As I write this we are still no closer to a decision of the direction of Brexit, whether there will be a deal, no deal or a delay. This is of course hugely frustrating and costly for businesses, as many are planning contingencies for all options, and are concerned as to whether they will lose international opportunities.
While the level of uncertainty is of the greatest concern, as many businesses are delaying decisions, whether that is venturing into new markets, investing in new premises or equipment or hiring new people, the impact of Brexit will undoubtedly present an opportunity for the accountancy profession.

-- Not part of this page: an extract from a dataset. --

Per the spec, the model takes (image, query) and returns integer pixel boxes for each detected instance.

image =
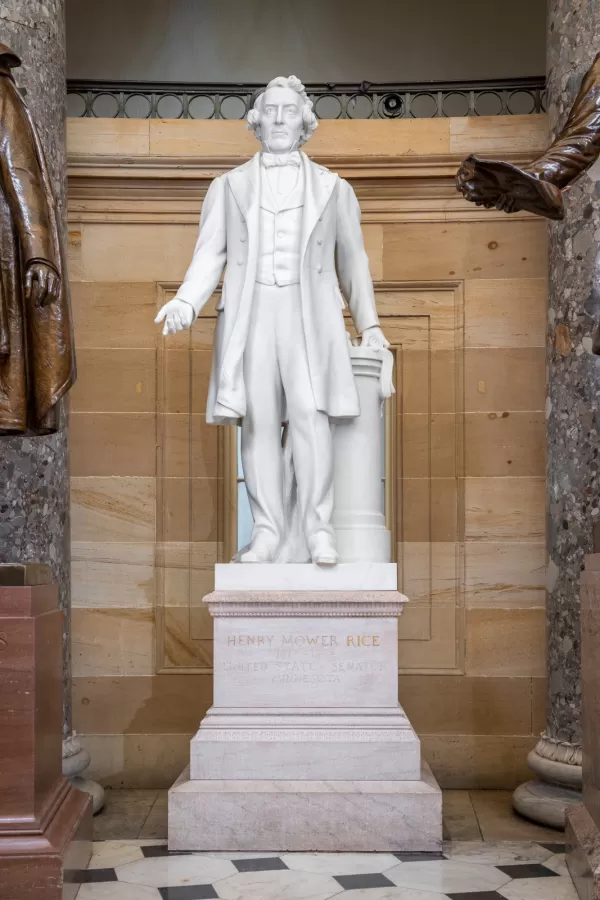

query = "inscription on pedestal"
[215,617,398,707]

Brexit, deal or not – will require businesses to increasingly rely on their accountants to offer new advisory services and training (a new area for the industry), on changing legislation, new tax regulations and changes in VAT, for example. As most businesses main trusted advisors, accountants will be expected to advise upon the impacts of Brexit, financially for a business and from a technical perspective of compliance. As an accountant differentiating yourself is essential to get ahead of the competition. Heather Townsend and Jon Baker’s book The Go-To Expert is an excellent read to help you decide what your niche may be.
With such a major change for business occurring, this will often trigger a review of their professional services provision and whether they have the most appropriate advisors. This was evident during the last recession, as many businesses sought to find new professional advisors, either to help them to survive the recession with fresh ideas and a different perspective or as a cost cutting exercise – moving from a larger firm with higher fees and less personal service to a smaller firm where they may be deemed more valued and potentially more cost effective charges.
Accountancy professionals can provide powerful information to clients in order to help them be recession proof. Through the use of the latest management information the business can be reviewed, analysed and improved. Using forecasting and modelling prepared by their trusted advisor the business owner can take control of the uncertainties and understand the options for multiple scenarios. This consultancy service, if delivered well, can increase the success of the client’s business and will increase client loyalty.
Cash Flow Forecasting
As the management information modelling suggested above, one of the key services is cash flow forecasting. An increasing amount of applications are now available for clients to try to do this themselves. However, only with the assistance of a professional can the business truly understand the implications of the forecast and build resilient plans for the future.
Advancements in technology, such as AI and machine learning, are predicted to significantly reduce the need for human management. The ‘Brexit effect’ could deliver a potential new revenue stream, not only to help during tough economic times but to see the industry through the digital changes. Many factors are currently pushing businesses to embrace technology. Making Tax Digital (MTD), competition, high labour cost and more innovative uses of technology are all encouraging the accountancy industry to use technology at increasingly sophisticated levels. Many of the Top 100 practices already use technology to employ offshore teams for outsourcing and compliance services. This way, they can harness a variety of technology methods to decrease the amount of clerical work required for servicing their clients. Increasingly, AI-Powered invoice management systems are being implemented that use digital workflows and streamline invoice processing. Within audit many practices are using AI, and software isalready replacing some of the tasks previously undertaken by juniors within an audit.
It’s fair to say that the fear of the unknown scares businesses and accountants alike, and Brexit is certainly a very big unknown. However, accountants can use their skills, training, technology and experience effectively to guide their clients through this uncertain time. This is the time for the accountant to prove their value to the client, and establish how they can provide meaningful, value-added services. Those firms that enable their clients to survive or indeed flourish through the Brexit uncertainty will gain loyal clients that will remember your assistance during these difficult times and be great advocates.
By embracing the possibilities of advisory services, identifying opportunities of change, providing recession planning, cash flow forecasting and becoming friends with technology the accountant can provide longevity for their profession. Those that maintain the status quo will gradually find their services becoming obsolete and redundant. Taking time to plan and refocus your accountancy career journey will make it rewarding, simulating and enjoyable for you, and highly beneficial for your client.